Being “As Happy As A Child” Is Overrated

I love long walks in the park. And the city I’m currently living in, Valencia, has a huge park, in the riverbed of the Turia river – which was diverted a few decades ago. End to end, it’s about 7-8 kilometers long, and, in some places, as wide as 2 real size soccer fields.

Every once in a while, I see the normal family with small kids, and, almost always, one of the kids is crying. Or throwing a tantrum, or yelling, or whatever. And every time, one of the parents is around, negotiating somehow with the kid. The wave of unstoppable emotion is gently managed, always with calm and understanding, by an attentive and supportive parent. These kind of situations are contained inside the family circle, and I’ve never seen any one escalating. If anything, the kid keeps crying for a few hundreds meters and then stops.

As I was passing by one of these families, the other day, I remembered the saying “as happy as a child”. This seems to be very popular these days. The return to innocence, you know. The feeling of freedom and endless possibilities that we were supposed to experience as kids.

But the image of those small devils crying and yelling and throwing tantrums was quite different from the idyllic “childhood happiness”. So, how come we are so attached to this childhood happiness? Why are we idealizing it?

As I was paying more and more attention to all these situations, I realized that a child is able to express his feelings freely because he is in a safe space. Should the kid be alone in the world, the outside environment will react back immediately and there won’t be any tantrum anymore.
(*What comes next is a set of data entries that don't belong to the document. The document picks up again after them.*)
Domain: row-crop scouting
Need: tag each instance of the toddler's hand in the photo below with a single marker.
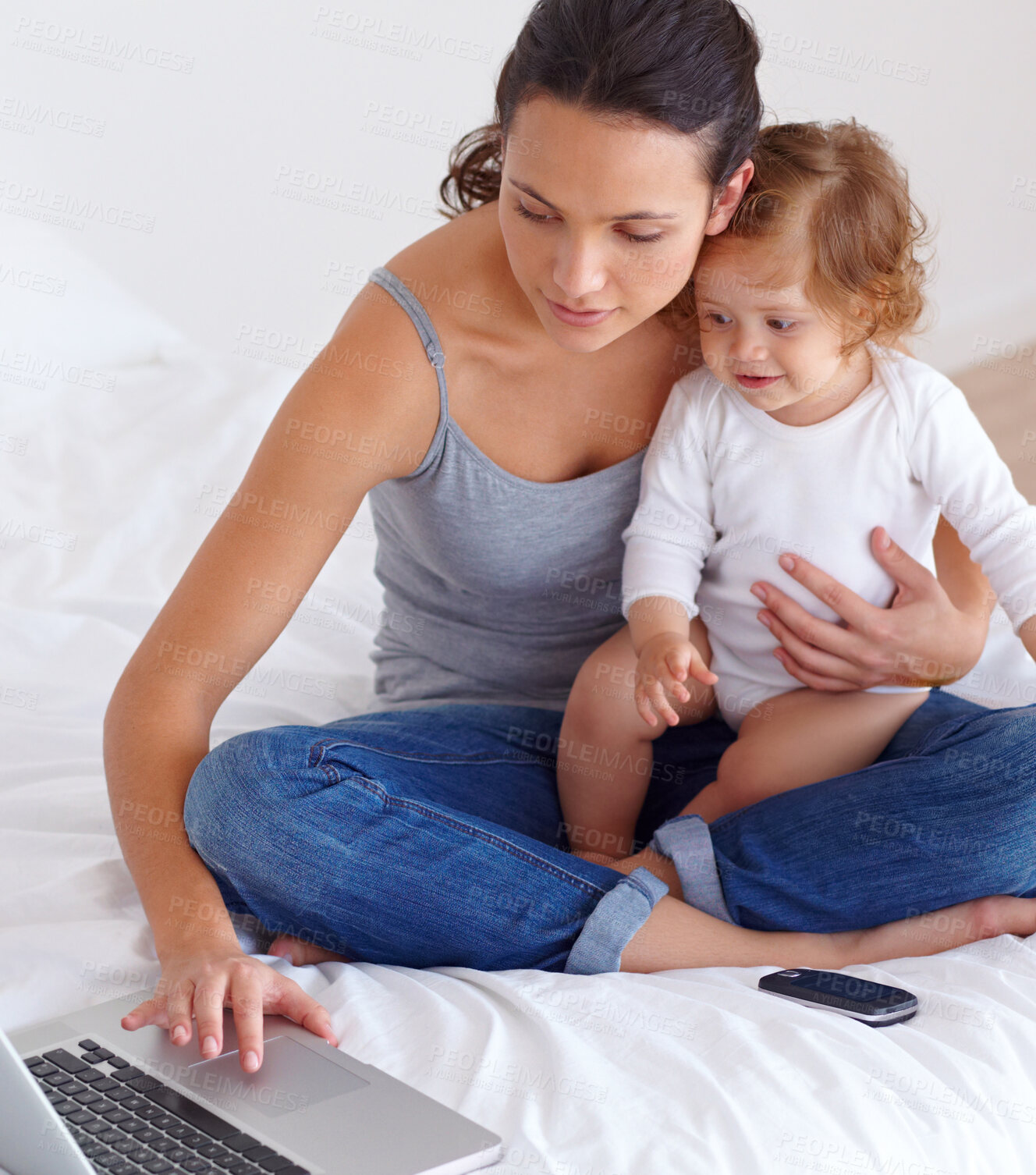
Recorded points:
(665, 663)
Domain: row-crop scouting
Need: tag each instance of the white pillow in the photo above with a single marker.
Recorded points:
(59, 308)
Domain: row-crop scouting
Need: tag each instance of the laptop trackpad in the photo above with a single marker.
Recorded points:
(290, 1080)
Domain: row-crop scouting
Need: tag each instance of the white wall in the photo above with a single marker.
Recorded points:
(201, 107)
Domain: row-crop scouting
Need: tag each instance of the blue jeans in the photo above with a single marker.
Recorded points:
(432, 837)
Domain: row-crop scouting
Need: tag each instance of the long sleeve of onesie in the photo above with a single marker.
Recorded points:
(671, 531)
(961, 470)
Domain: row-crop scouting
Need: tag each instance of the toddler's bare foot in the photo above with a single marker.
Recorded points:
(299, 952)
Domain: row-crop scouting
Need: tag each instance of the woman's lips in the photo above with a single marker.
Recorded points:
(578, 318)
(753, 382)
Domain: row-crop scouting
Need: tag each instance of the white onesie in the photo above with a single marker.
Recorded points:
(725, 489)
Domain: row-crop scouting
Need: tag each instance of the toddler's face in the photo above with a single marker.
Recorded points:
(766, 342)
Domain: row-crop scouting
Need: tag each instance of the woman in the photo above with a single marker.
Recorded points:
(428, 832)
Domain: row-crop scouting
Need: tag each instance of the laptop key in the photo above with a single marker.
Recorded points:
(239, 1141)
(254, 1154)
(65, 1060)
(190, 1112)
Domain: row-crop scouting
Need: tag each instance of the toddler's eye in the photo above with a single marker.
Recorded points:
(524, 211)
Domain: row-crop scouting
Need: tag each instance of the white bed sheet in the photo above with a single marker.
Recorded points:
(678, 1072)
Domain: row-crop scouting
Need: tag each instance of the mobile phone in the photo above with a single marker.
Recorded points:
(873, 1003)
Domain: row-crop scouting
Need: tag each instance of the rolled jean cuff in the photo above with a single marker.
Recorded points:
(613, 921)
(687, 842)
(253, 937)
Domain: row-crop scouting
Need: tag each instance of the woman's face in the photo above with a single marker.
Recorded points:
(570, 186)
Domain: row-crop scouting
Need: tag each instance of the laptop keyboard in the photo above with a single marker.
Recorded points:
(127, 1122)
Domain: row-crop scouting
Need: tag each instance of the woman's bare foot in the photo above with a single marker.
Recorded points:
(941, 929)
(299, 952)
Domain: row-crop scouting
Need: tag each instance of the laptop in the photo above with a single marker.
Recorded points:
(81, 1095)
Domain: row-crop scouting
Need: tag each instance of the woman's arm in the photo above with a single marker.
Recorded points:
(215, 627)
(933, 632)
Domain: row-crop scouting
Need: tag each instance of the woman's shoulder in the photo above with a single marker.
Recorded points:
(457, 273)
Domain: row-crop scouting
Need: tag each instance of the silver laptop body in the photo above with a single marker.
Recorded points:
(309, 1108)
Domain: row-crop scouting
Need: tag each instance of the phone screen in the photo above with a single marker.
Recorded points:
(847, 987)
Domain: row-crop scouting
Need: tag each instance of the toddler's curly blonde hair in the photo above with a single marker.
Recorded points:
(832, 195)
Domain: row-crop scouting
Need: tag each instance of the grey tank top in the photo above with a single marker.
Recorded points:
(496, 588)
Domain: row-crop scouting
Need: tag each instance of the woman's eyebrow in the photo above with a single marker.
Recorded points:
(641, 215)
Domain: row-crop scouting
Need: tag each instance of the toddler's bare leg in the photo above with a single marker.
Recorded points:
(604, 747)
(678, 935)
(800, 738)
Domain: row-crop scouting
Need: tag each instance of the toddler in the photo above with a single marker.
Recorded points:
(803, 432)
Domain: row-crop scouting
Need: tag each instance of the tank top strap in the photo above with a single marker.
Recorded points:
(432, 350)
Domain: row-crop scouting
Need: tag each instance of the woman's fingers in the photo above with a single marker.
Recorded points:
(147, 1013)
(178, 1010)
(811, 658)
(815, 680)
(289, 1000)
(247, 998)
(209, 1000)
(903, 568)
(807, 627)
(853, 609)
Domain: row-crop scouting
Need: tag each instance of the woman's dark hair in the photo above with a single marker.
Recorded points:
(689, 65)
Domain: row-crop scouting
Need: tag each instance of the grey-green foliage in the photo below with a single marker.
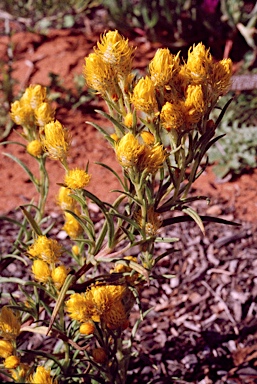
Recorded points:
(237, 150)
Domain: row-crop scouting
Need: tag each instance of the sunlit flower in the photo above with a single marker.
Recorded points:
(22, 114)
(99, 355)
(152, 158)
(128, 120)
(65, 200)
(12, 362)
(72, 227)
(34, 95)
(87, 328)
(20, 374)
(199, 61)
(35, 148)
(114, 49)
(173, 115)
(100, 76)
(153, 221)
(128, 150)
(77, 179)
(100, 302)
(42, 376)
(57, 140)
(143, 96)
(163, 66)
(6, 348)
(9, 324)
(194, 103)
(44, 113)
(45, 249)
(221, 78)
(147, 137)
(41, 271)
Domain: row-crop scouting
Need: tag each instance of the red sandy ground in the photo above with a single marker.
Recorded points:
(63, 52)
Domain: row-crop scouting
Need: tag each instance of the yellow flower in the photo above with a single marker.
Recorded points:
(6, 348)
(44, 113)
(152, 158)
(65, 200)
(163, 66)
(59, 275)
(34, 95)
(221, 77)
(114, 49)
(147, 137)
(81, 307)
(35, 148)
(41, 271)
(100, 76)
(22, 114)
(72, 227)
(77, 179)
(100, 302)
(143, 96)
(199, 61)
(173, 116)
(128, 150)
(99, 355)
(87, 328)
(45, 249)
(42, 376)
(194, 103)
(128, 120)
(9, 324)
(57, 140)
(12, 362)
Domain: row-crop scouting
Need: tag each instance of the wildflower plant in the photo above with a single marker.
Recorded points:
(160, 133)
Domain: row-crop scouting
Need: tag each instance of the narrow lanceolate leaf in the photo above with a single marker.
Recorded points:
(31, 220)
(191, 212)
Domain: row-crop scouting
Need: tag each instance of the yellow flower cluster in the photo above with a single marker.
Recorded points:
(109, 67)
(145, 157)
(45, 254)
(42, 376)
(99, 303)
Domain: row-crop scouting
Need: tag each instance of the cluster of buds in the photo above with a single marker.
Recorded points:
(46, 254)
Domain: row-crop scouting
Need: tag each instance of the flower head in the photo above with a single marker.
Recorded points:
(6, 348)
(152, 158)
(45, 249)
(35, 148)
(99, 355)
(44, 113)
(41, 271)
(199, 61)
(143, 96)
(163, 66)
(100, 76)
(57, 140)
(128, 150)
(173, 116)
(100, 302)
(77, 179)
(65, 200)
(194, 103)
(34, 95)
(42, 376)
(9, 324)
(59, 275)
(114, 49)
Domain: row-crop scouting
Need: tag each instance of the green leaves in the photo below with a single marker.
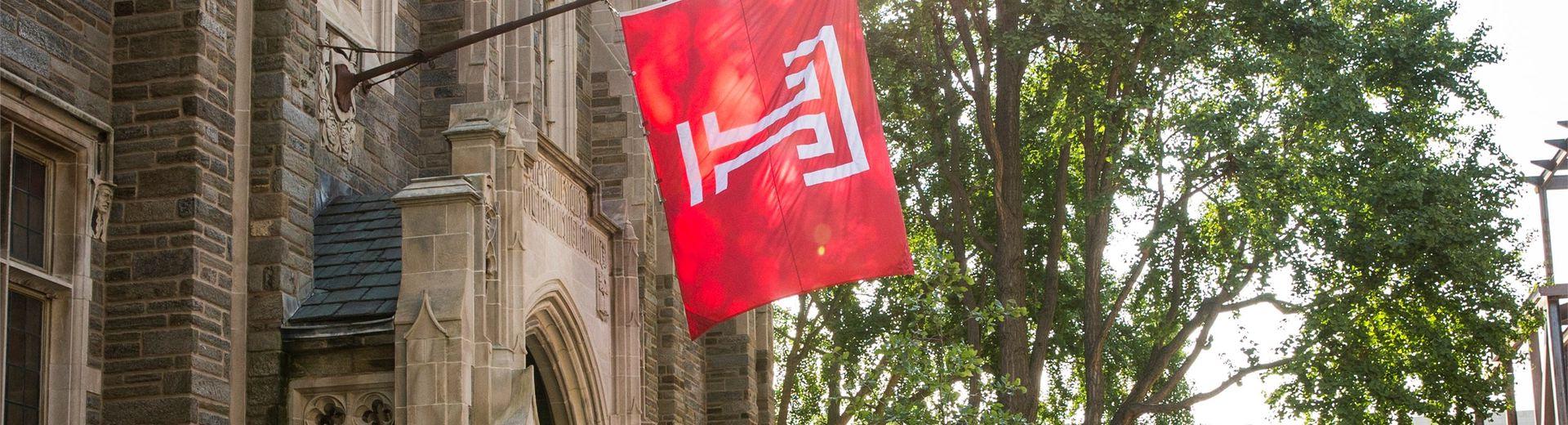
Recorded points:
(1222, 155)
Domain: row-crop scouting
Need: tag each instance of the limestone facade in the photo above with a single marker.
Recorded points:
(475, 242)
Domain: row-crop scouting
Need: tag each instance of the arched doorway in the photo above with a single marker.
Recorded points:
(548, 399)
(565, 385)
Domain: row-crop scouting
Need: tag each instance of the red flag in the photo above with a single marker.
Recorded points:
(768, 150)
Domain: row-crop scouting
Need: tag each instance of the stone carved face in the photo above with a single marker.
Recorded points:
(102, 201)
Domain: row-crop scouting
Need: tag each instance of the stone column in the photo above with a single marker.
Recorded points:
(480, 135)
(436, 315)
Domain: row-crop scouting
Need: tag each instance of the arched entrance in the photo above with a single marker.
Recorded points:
(565, 385)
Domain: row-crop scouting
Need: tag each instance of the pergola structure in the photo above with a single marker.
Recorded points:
(1547, 346)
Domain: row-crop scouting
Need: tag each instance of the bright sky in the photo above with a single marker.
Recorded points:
(1529, 90)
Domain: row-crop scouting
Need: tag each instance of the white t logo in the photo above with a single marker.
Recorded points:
(816, 123)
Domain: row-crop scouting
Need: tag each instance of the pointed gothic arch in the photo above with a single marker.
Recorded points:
(564, 361)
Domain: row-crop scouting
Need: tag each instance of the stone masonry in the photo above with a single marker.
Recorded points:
(221, 163)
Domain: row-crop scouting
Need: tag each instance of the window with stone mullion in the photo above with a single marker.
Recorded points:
(24, 360)
(29, 209)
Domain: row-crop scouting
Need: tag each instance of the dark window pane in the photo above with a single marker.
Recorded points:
(24, 361)
(27, 209)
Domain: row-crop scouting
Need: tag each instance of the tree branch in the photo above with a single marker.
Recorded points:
(1213, 392)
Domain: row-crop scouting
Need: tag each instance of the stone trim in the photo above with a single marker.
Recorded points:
(54, 101)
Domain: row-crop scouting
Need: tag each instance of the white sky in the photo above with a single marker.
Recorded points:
(1528, 88)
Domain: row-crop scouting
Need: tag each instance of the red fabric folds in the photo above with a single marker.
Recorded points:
(768, 150)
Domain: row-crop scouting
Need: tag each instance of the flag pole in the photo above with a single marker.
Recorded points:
(347, 80)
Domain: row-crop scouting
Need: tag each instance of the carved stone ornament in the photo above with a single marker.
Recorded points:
(327, 411)
(339, 129)
(102, 201)
(375, 409)
(603, 295)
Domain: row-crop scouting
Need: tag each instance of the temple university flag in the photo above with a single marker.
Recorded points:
(768, 150)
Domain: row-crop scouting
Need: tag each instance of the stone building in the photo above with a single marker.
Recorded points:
(196, 235)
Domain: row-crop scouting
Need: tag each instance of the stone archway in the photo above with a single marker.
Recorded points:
(567, 380)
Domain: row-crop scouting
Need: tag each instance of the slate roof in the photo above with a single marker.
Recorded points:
(358, 262)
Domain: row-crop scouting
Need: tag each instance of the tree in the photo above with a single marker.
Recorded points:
(1300, 155)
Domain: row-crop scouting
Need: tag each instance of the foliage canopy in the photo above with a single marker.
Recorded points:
(1290, 154)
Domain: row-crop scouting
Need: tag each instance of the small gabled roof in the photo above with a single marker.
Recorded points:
(358, 262)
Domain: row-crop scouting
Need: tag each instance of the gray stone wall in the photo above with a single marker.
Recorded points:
(292, 174)
(339, 356)
(63, 47)
(168, 264)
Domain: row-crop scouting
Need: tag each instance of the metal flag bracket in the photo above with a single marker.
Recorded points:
(347, 78)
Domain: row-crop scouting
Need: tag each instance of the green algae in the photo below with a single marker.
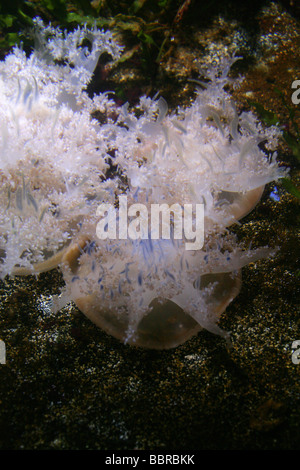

The world will kick in and the kid will be thrown away, outside of the circle of normal people, faster than he could yell “ouch”.

In fact, this happens every time adults are actually acting like kids. Should a grown man start throwing real tantrums, he will be immediately kicked away of a building by security, or taken by the police, or whatever. If his tantrum is harmless, he will be given the eye, and avoided by anyone form his circle.

So much of what we perceive as being free, happy as a child, is in fact based on this second layer of safety around us.

We cannot be, at the same time, happy as a child, and responsible adults, these are contradicting approaches.

Excessive focus towards our own needs, or the search of a total and complete happiness, is, in fact, irresponsible. Just like a kid doesn’t care about anything outside of his own world.

Being “happy as child” is a chimera, not only impossible, but also toxic. Every time we are indeed able to express our needs in an uncensored, careless way, there is always a second layer around us that somehow mitigates this. It’s not like we are supposed to always act like this, reckless and “free”. There is always someone else paying te bill.

True happiness always takes others into account. There is no way in which “I” am happy without anyone else around me being happy. If I do experience this kind of happiness, I’m in fact a kid in the park, tutored and cushioned by someone else.